There was a statistically significant (p <0.05) difference between the two groups in VAS score until two hours from the end of surgery as shown in Table 4, which means that group I (Clonidine group) patients had better pain relief when compared to group II (placebo group). Similar findings were seen in a study by Shivender Singh et al14 and Marodkar K et al.36 The analgesic effects of Clonidine is by both central and peripheral action. Centrally, it acts on α2 receptors in the substantia gelatinosa of dorsal horn of the spinal cord, where it increases release of acetylcholine (ACh) and suppress the release of substance P and glutamate. Peripherally, it blocks C-fibers and interact with inhibitory G-proteins. But, in a study comparing oral Clonidine premedication with oral diazepam in elderly patients for intraoccular surgery showed no statistical difference in the postoperative VAS scores for pain, number of analgesic requests and emesis.37 Possibly this may be because of its comparison with a benzodiazepine.

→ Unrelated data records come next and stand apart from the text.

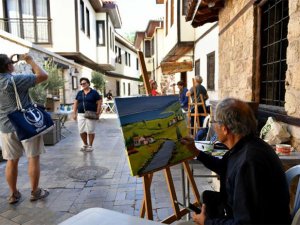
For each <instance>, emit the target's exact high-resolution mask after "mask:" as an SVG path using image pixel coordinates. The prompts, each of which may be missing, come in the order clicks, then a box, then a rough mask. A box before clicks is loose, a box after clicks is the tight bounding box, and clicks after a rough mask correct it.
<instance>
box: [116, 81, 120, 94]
mask: <svg viewBox="0 0 300 225" xmlns="http://www.w3.org/2000/svg"><path fill="white" fill-rule="evenodd" d="M116 94H117V96H120V81H118V80H117V81H116Z"/></svg>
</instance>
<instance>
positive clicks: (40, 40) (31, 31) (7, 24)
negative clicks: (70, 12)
mask: <svg viewBox="0 0 300 225" xmlns="http://www.w3.org/2000/svg"><path fill="white" fill-rule="evenodd" d="M0 29H1V30H4V31H6V32H8V33H11V34H13V35H16V36H18V37H20V38H23V39H25V40H28V41H30V42H33V43H35V44H51V43H52V34H51V19H25V18H23V19H20V18H0Z"/></svg>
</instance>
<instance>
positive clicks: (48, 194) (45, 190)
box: [30, 188, 49, 201]
mask: <svg viewBox="0 0 300 225" xmlns="http://www.w3.org/2000/svg"><path fill="white" fill-rule="evenodd" d="M48 195H49V191H47V190H45V189H42V188H38V189H37V190H36V191H35V192H31V196H30V201H36V200H39V199H42V198H46V197H47V196H48Z"/></svg>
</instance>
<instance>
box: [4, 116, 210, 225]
mask: <svg viewBox="0 0 300 225" xmlns="http://www.w3.org/2000/svg"><path fill="white" fill-rule="evenodd" d="M66 126H67V127H68V129H70V130H71V131H72V133H68V132H67V131H64V130H63V134H64V136H66V138H64V139H62V140H61V141H60V142H58V143H57V144H56V145H54V146H47V147H46V149H47V153H46V154H44V155H42V156H41V168H42V172H41V179H40V185H41V187H44V188H47V189H49V191H50V195H49V197H48V198H46V199H45V200H40V201H37V202H30V201H29V196H30V184H29V180H28V175H27V160H26V158H25V157H22V158H21V159H20V163H19V179H18V187H19V190H20V192H21V193H22V199H21V202H20V203H18V204H16V205H9V204H8V203H7V200H6V198H7V196H8V194H9V190H8V187H7V184H6V181H5V176H4V169H5V162H2V163H0V170H1V173H2V176H1V177H0V189H1V193H0V224H3V225H4V224H5V225H10V224H24V225H39V224H58V223H59V222H61V221H63V220H65V219H67V218H69V217H70V216H73V215H74V214H77V213H78V212H80V211H82V210H84V209H87V208H90V207H103V208H106V209H112V210H115V211H119V212H122V213H126V214H130V215H135V216H139V209H140V205H141V200H142V197H143V189H142V179H141V178H137V177H132V176H130V171H129V167H128V164H127V159H126V156H125V152H124V144H123V139H122V134H121V130H120V127H119V122H118V119H117V117H116V115H115V114H104V115H102V116H101V120H100V121H99V124H98V126H97V129H96V139H95V143H94V148H95V150H94V151H93V152H90V153H83V152H81V151H79V150H80V147H81V141H80V137H79V134H78V131H77V124H76V122H74V121H68V122H67V123H66ZM197 166H198V167H197V168H196V169H195V173H199V171H200V169H201V173H204V172H205V173H207V172H208V171H206V170H205V169H203V168H202V167H201V168H200V165H197ZM171 172H172V175H173V179H174V184H175V187H176V192H177V197H178V199H180V200H181V199H182V186H181V184H182V183H181V166H180V165H179V166H174V167H172V168H171ZM196 182H197V184H198V187H199V191H200V192H202V191H203V190H204V189H211V186H212V183H211V179H207V178H204V179H198V178H197V179H196ZM152 203H153V209H154V210H153V212H154V220H157V221H160V220H162V219H164V218H166V217H167V216H169V215H170V214H172V208H171V203H170V199H169V193H168V191H167V186H166V183H165V179H164V176H163V173H162V172H157V173H155V175H154V178H153V182H152Z"/></svg>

Clonidine which is structurally similar to norepinephrine stimulates prejunctional α2 receptors that opens up K+ channels and Ca2+ channels which in-turn reduces post synaptic transmission from pontine locus coeruleus which results in analgesia and sedation. In our study, there was no statistically significant (p > 0.05) difference in sedation score between the groups recorded at 30 min intervals till 2 hours postoperatively (Table 4), probably because in our study only 100μg of Clonidine was used. In other studies using a higher dose of Clonidine patients were found to be more sedated.38, 39 Clonidine also prevents Sevoflurane induced emergence agitation in children as shown by P J Kulka et al.40
In our study, only one patient in the Clonidine group had hypotension who required IV Mephentermine 6mg single dose and none of the patients in the Vitamin C group(placebo) had hypotension during the perioperative period, because we used low dose Clonidine (Table 5). “Y. Passi et al41 and Altan et al42 also had similar findings of bradycardia and hypotension at higher doses of Clonidine.43
We summarize, that administration of oral Clonidine premedication 100μg in patients undergoing laparoscopic gynecological surgeries under general anesthesia resulted in improved perioperative hemodynamic stability like stable heart rate and blood pressure during induction, intubation and laparoscopy. Clonidine also causes dose dependent sedation, hence it can be used as an anesthetic adjuvant for reduction in the intraoperative Sevoflurane concentration and postoperative analgesic requirements with no significant side effects.
Limitations of the Study
Adequate depth of anesthesia was monitored only by clinical observations and not with BIS monitoring. Drugs like fentanyl and diclofenac were used in our study as analgesic are known to influence the hemodynamic change which was not evaluated. Cortisol levels were not measured to objectively know the stress response to intubation and pneumoperitoneum. Clonidine drug level assay was not done because our study included only ASA I and II patients.